Then in 1958 (and just to clarify, that was long before me and my Fisher Price record player came along), Sheb Wooley had a hit on his hands, with “Purple People Eater” becoming the only novelty song to ever to sit in the top spot of the Billboard pop chart.

Wooley went on to record a number of novelty songs, and had a run of successes as an actor, particularly in western films. But while he is certainly best known as the voice behind everyone’s favorite pigeon-toed, under-growed flying monster who plays a mean head horn, his voice has been heard most in something else.

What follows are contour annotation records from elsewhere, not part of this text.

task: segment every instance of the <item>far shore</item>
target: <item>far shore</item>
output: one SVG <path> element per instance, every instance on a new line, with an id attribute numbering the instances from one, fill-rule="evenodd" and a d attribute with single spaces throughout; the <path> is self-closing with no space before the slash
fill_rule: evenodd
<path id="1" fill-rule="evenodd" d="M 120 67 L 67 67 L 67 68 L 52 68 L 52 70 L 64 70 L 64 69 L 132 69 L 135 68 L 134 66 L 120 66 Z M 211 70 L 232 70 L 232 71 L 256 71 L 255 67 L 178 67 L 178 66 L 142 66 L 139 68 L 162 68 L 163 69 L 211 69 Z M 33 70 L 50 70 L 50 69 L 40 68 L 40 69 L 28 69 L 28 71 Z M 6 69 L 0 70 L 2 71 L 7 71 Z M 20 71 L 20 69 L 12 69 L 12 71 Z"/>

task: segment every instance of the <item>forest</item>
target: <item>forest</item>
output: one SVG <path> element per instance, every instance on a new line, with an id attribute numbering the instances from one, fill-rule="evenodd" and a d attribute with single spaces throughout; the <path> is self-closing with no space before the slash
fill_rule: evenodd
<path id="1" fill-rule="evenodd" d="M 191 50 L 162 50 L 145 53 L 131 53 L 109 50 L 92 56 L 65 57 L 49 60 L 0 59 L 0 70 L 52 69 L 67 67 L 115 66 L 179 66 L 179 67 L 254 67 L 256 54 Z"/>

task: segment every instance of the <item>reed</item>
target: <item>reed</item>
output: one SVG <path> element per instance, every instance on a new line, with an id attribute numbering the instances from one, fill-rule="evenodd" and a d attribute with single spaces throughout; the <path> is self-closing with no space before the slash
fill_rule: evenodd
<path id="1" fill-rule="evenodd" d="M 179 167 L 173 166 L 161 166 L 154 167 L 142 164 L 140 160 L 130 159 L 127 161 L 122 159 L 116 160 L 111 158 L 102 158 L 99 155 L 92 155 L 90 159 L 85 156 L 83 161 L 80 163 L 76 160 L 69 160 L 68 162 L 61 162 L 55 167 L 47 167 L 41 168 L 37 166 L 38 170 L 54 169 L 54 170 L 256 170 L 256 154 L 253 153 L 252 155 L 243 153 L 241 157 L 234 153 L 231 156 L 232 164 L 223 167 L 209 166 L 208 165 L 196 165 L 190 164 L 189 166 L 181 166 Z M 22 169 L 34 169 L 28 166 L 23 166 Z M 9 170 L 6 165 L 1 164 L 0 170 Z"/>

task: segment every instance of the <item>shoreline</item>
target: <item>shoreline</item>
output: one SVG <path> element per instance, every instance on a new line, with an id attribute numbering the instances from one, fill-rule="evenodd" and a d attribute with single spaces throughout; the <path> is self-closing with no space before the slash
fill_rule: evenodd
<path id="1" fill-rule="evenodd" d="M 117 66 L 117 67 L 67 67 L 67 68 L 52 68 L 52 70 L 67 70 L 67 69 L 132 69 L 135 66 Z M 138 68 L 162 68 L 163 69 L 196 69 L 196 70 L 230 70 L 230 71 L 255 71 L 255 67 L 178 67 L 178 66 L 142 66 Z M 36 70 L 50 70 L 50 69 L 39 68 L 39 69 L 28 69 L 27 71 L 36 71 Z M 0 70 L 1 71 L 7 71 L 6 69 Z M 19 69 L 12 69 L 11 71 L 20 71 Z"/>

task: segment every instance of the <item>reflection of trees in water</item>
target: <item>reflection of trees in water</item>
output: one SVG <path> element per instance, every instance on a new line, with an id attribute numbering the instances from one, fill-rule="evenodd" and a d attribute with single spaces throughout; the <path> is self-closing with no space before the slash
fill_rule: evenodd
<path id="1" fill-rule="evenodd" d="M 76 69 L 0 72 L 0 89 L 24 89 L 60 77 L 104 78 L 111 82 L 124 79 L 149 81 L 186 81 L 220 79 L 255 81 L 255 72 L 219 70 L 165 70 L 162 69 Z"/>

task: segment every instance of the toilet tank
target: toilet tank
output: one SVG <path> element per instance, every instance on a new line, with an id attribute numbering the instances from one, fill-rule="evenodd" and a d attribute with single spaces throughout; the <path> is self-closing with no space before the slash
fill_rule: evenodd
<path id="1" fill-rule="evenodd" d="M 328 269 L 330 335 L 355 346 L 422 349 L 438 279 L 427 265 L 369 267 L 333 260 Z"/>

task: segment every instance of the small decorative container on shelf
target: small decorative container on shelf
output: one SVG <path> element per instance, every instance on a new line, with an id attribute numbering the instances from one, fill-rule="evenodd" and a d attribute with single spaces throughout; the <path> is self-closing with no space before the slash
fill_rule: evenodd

Because most likely the songwriter/actor is also the man responsible for the most famous scream in the world. Performed in a sound studio for use in the 1951 film Distant Drums, the scream was a response to the need to fill in the sound a guy would make if he were suddenly attacked and dragged under water by an alligator.

Personally, I think Wooley nailed it.

And apparently so did a lot of filmmakers, because after the unique scream became a part of the Warner Brothers sound library, it got plopped into a whole lot of movies. So many movies, in fact, that a group of film students at the University of Southern California took notice and set out on a quest to uncover the first movie that ever featured Wooley’s well-used scream.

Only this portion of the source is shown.